CMU 15-418 (Spring 2012) Final Project:
Parallelizing the Forward Search Sparse Sampling Algorithm for Markov Decision Processes
Christopher Mohr
Reports
Working Schedule
Week |
What We Plan To Do |
What We Actually Did |
Apr 1-7 |
Begin to implement a correct, sequential version of FSSS in C. |
Implemented a correct, sequential version of FSSS in C. |
Apr 8-14 |
Complete the sequential version of FSSS in C and test it for correctness against my existing Matlab version of the algorithm. |
Adapted FSSS to work for Belief MDPs. Implemented a small POMDP called the “Tiger” problem and tested the C version of the algorithm against the Matlab version for various inputs. |
Apr 15-21 |
Begin writing the OpenMP version of this algorithm. This will include considering where the sequential nature of the algorithm can be weakened while preserving correctness. Simultaneously, begin trying to adapt the sequential version to deal with Belief MDPs. |
Implemented a larger POMDP called the “RockSample” problem. Tested results of the algorithm of this problem. Began writing OpenMP version of FSSS. Currently running iterations of the algorithm in parallel and using locks for each node for data update. |
Apr 22-28 |
|
|
Apr 29-May 5 |
|
|
May 6-11 |
|
|
Working Log
Made locks at every node. The problem is determining when exactly locks need to be set. Also struggling with flush directive.

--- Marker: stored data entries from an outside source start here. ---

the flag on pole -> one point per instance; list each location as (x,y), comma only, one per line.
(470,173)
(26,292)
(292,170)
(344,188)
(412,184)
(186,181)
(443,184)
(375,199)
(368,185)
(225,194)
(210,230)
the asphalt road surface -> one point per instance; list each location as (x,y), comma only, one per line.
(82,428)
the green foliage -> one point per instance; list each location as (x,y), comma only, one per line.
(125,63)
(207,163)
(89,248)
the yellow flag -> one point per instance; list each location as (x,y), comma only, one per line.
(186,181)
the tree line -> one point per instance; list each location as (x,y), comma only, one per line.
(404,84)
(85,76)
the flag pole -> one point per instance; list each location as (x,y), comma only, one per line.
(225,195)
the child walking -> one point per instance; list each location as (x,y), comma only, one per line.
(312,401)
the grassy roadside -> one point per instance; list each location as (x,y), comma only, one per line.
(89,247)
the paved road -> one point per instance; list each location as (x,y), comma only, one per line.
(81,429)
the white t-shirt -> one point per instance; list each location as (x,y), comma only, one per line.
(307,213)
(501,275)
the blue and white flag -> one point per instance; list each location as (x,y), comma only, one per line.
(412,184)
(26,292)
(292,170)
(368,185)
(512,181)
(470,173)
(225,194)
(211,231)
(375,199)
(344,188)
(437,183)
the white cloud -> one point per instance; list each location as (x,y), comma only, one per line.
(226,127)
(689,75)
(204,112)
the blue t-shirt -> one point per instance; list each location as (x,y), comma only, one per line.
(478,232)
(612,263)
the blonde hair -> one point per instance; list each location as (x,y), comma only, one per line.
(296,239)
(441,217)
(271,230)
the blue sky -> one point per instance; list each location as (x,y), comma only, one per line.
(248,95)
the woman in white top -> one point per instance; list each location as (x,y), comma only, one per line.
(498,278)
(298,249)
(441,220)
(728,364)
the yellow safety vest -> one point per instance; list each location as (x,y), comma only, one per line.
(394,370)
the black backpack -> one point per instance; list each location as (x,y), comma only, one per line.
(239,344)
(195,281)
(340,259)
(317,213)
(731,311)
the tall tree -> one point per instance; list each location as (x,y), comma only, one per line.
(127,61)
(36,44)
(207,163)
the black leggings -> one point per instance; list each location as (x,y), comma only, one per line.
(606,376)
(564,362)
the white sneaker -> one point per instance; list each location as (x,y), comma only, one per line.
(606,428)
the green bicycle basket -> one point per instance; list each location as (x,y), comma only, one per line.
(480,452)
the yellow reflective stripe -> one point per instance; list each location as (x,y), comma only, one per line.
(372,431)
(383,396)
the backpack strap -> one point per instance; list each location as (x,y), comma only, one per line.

Places where locks need set:
Adding a new branch to the tree (and all associated memory operations). This is necessary to prevent the tree structure from being corrupted, e.g., writing two branches to the same place, or adding too many branches
Other things to implement:
It seems wasteful for each thread to update the values of each node, because only the last thread to make it back to that node will have the most updated values.
Distribution of actions and states to choose. Currently, every thread picks the same action, and the same state if all states have been explored once.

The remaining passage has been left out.